Patients with chronic diseases tend to experience a range of symptoms and have varied priorities for their health and care. Follow-up clinic appointments are often short. Collection of patient-reported information ahead of clinic appointments could shape the consultation by facilitating shared decision-making and focusing attention on what matters most to the individual patient.

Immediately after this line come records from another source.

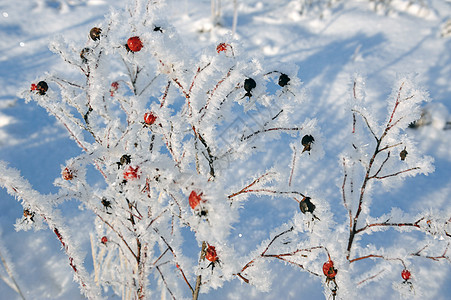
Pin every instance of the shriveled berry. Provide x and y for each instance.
(67, 174)
(42, 87)
(405, 274)
(134, 44)
(94, 33)
(403, 154)
(28, 214)
(306, 205)
(329, 270)
(194, 199)
(211, 254)
(249, 84)
(307, 142)
(149, 118)
(125, 159)
(83, 55)
(114, 87)
(222, 47)
(106, 203)
(131, 173)
(283, 80)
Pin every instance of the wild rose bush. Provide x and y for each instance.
(174, 135)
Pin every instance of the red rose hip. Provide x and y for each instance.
(134, 44)
(194, 199)
(149, 118)
(211, 254)
(405, 274)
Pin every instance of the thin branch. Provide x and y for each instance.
(10, 274)
(376, 256)
(381, 166)
(271, 129)
(367, 123)
(293, 164)
(250, 185)
(395, 174)
(165, 283)
(386, 224)
(371, 277)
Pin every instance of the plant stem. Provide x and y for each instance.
(199, 277)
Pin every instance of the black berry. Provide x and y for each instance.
(42, 87)
(83, 55)
(403, 154)
(306, 205)
(249, 85)
(307, 141)
(283, 80)
(95, 33)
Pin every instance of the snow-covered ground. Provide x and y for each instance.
(329, 45)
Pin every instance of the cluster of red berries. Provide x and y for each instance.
(222, 47)
(114, 87)
(67, 174)
(149, 118)
(134, 44)
(329, 271)
(194, 199)
(131, 173)
(41, 88)
(405, 274)
(211, 254)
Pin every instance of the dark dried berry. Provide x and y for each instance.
(249, 85)
(307, 142)
(125, 159)
(283, 80)
(94, 33)
(83, 55)
(28, 214)
(106, 203)
(306, 205)
(42, 87)
(134, 44)
(403, 154)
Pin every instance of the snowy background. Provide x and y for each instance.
(329, 44)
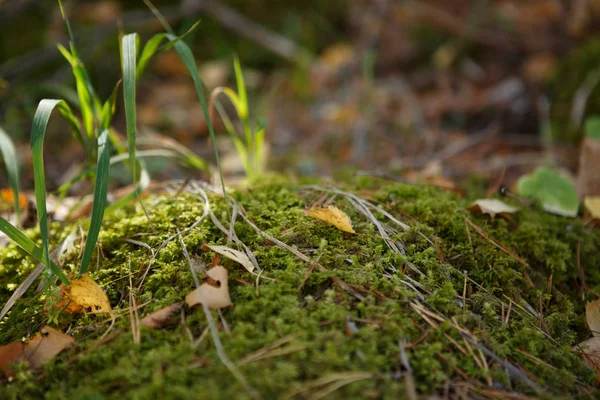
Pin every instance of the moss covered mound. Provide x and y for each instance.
(457, 304)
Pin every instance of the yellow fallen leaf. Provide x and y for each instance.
(592, 205)
(592, 316)
(45, 345)
(83, 295)
(42, 347)
(334, 216)
(233, 254)
(492, 207)
(215, 296)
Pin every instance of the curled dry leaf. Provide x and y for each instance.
(215, 295)
(592, 316)
(83, 295)
(233, 254)
(44, 346)
(492, 207)
(592, 205)
(333, 216)
(161, 318)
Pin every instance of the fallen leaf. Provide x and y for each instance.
(10, 354)
(45, 345)
(588, 179)
(592, 205)
(590, 349)
(161, 318)
(492, 207)
(214, 296)
(334, 216)
(592, 316)
(83, 295)
(554, 191)
(233, 254)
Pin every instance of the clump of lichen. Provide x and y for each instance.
(316, 336)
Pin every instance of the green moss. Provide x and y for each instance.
(328, 329)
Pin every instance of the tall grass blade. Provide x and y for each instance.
(153, 46)
(241, 86)
(128, 60)
(188, 59)
(141, 186)
(38, 131)
(99, 203)
(9, 155)
(31, 249)
(150, 49)
(109, 108)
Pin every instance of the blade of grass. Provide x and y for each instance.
(128, 60)
(30, 248)
(190, 63)
(141, 186)
(9, 155)
(109, 108)
(38, 131)
(153, 46)
(99, 203)
(241, 86)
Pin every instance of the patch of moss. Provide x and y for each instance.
(327, 330)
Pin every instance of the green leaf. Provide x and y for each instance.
(592, 127)
(9, 155)
(241, 86)
(38, 131)
(188, 59)
(141, 186)
(554, 191)
(128, 60)
(99, 203)
(150, 49)
(30, 248)
(109, 108)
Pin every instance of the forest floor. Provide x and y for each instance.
(425, 298)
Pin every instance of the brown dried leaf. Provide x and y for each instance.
(492, 207)
(333, 216)
(592, 316)
(161, 318)
(45, 345)
(84, 295)
(233, 254)
(588, 179)
(9, 354)
(215, 296)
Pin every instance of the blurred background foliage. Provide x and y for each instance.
(389, 85)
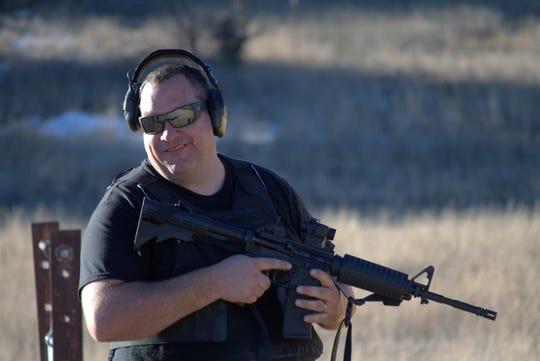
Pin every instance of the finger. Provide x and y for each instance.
(265, 264)
(319, 306)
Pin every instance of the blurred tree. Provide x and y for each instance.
(232, 32)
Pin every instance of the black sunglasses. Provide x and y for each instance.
(178, 118)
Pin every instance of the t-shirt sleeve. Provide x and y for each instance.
(107, 245)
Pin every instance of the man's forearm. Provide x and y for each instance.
(115, 310)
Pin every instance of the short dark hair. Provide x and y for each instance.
(192, 74)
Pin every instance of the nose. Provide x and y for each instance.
(168, 131)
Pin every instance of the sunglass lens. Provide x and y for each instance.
(151, 126)
(183, 117)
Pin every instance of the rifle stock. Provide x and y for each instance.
(159, 222)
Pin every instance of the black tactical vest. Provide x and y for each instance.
(252, 208)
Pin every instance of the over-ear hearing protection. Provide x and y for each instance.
(215, 104)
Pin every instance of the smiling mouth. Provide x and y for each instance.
(176, 148)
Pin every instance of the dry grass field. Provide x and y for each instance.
(422, 137)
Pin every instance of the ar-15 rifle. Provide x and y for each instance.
(160, 222)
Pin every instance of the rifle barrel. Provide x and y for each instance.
(479, 311)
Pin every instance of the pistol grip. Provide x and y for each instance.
(294, 325)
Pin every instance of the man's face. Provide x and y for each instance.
(178, 154)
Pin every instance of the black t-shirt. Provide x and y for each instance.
(107, 251)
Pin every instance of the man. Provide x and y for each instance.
(183, 300)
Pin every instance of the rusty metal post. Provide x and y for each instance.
(56, 254)
(41, 241)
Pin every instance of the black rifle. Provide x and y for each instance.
(160, 222)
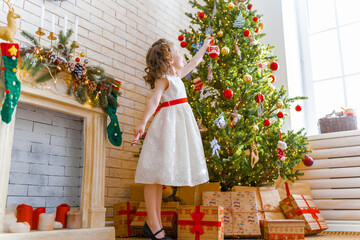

The project will target people with neuro-inflammatory conditions (mainly multiple sclerosis (MS)) attending routine neurology outpatient appointments. A patient and clinician-facing web platform will be implemented to collect and analyse PROMs ahead of clinic appointments. The PROMs will be immediately integrated into electronic health records so that they are available for clinicians to view during consultation with patients.
Patients and clinicians will be invited to feedback using mixed methods on the acceptability and utility of the PROMs, including barriers to completion, ease of use, nature of PROMs used, and whether they enhanced the consultation.
This project will evaluate the feasibility and impact of integrating routine electronic collection of PROMs into an outpatient service for people with chronic diseases to support improvements in patient care.